When is a deviation statistically significant? In a double-blind study, when are deviations from the control group considered statistically significant? And is this related to the number of samples?
I realise that every experiment is different and statistical significance should depend on the deviations in measurements and the size of the sample group, but I'm hoping there is an intuitive rule-of-thumb formula that can "flag" an event as interesting.
I have a light stats background in engineering, but am by no means a stats guru. A worked example would be much appreciated to help me understand and apply it to every-day things.

Update with example: OK, here's a (not so simple) thought experiment of what I mean. Suppose I want to measure the toxicity of additives in a village's water supply by comparing mortality rates over time. Given the village's population, natality and mortality rates over several years and the date upon which an additive was introduced into the water supply (disregard quantity), when would a rise in the mortality rate become interesting?
Intuitively, if the mortality rate remains between 0.95% and 1.25% for 10 years, and suddenly spikes to 2.00%, then surely this would be an interesting event if an additive was added that year (assume short-term toxic effects). Obviously there could be other explanations for the rise, but let's focus on statistical significance. Now, how about if it rises to 1.40%? Is that statistically significant? Where do you draw the line?
I'm starting to get the feeling that I need to "choose" a critical region, which feel less authoritative. Can a Gaussian distribution guide me on this? What other information do I need to determine statistical significance?
 A: This question gets to the heart of statistical thinking by recognizing that both (a) "every experiment is different," implying no single "cookbook" recipe will suffice to assess experimental results in all cases and (b) "significance should depend on the deviations in measurements," pointing towards the importance of probability theory in modeling the deviations.
Unfortunately (a) indicates that a universal "simple formula" is not possible.  However, some things can be said in general.  These include


*

*Deviations in measurements can be attributed partly to predictable phenomena as determined by properties of the subjects or the experiments.  For example, weights of people depend (on average) partly on their gender.  Deviations that are not predictable or determinate are usually modeled as random variables.  How you analyze the deviations into these deterministic and random components is a probability model.  Probability models can be as simple as textbook descriptions of dice and coins, but for realistic situations they can be quite complex.

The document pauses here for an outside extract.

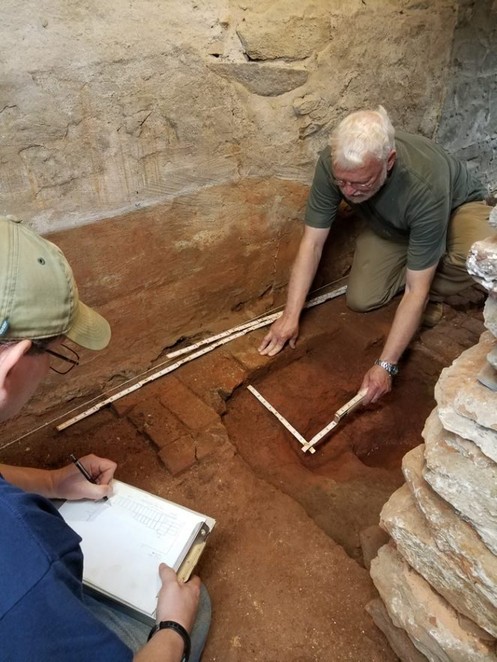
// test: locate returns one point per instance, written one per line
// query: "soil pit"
(282, 589)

*Statistical "significance" measures the chance, when (hypothetically) the treatment has no effect, that some measure of difference between treatment and control groups would cause us to infer the groups are indeed different.  This description is lengthy because so much is involved in its preparation: measuring the results, expressing the differences between the groups in some way (the test statistic), and selecting an inference procedure based on that statistic.  Each of these things is under the control of the experimenter or observer and each is important.
A simple textbook example concerns a controlled experiment in which only two outcomes are possible for each subject, such as "dies" and "lives".  With good experimental design--double-blinding, randomization of subjects, careful measurement, etc.--we can view the experimental outcomes behaving random draws of  tickets from a box, where each ticket is labeled with one of the two outcomes.  This is the probability model.  The test statistic is usually the difference in proportions between the two groups (e.g., the difference between their mortality rates).  Statistical theory, in the form of the Neyman-Pearson Lemma, tells us to base our determination of the experimental result on whether this difference exceeds some predetermined threshold.  Probability theory allows us to analyze this tickets-in-a-box model to come up with an appropriate threshold (the test's critical region).  The theory shows precisely how that threshold depends on the sizes of the control and treatment groups.
To go further, you need to learn some basic probability theory and see applications in some exemplary cases.  This will accustom you to the habit of "thinking statistically" about everyday things.  Two great resources are Smith & Gonick's Cartoon Guide to Statistics and the classic Freedman et al. textbook Statistics, used at Berkeley for several generations.  (The link goes to an older edition which you can inspect online and buy used for almost nothing.)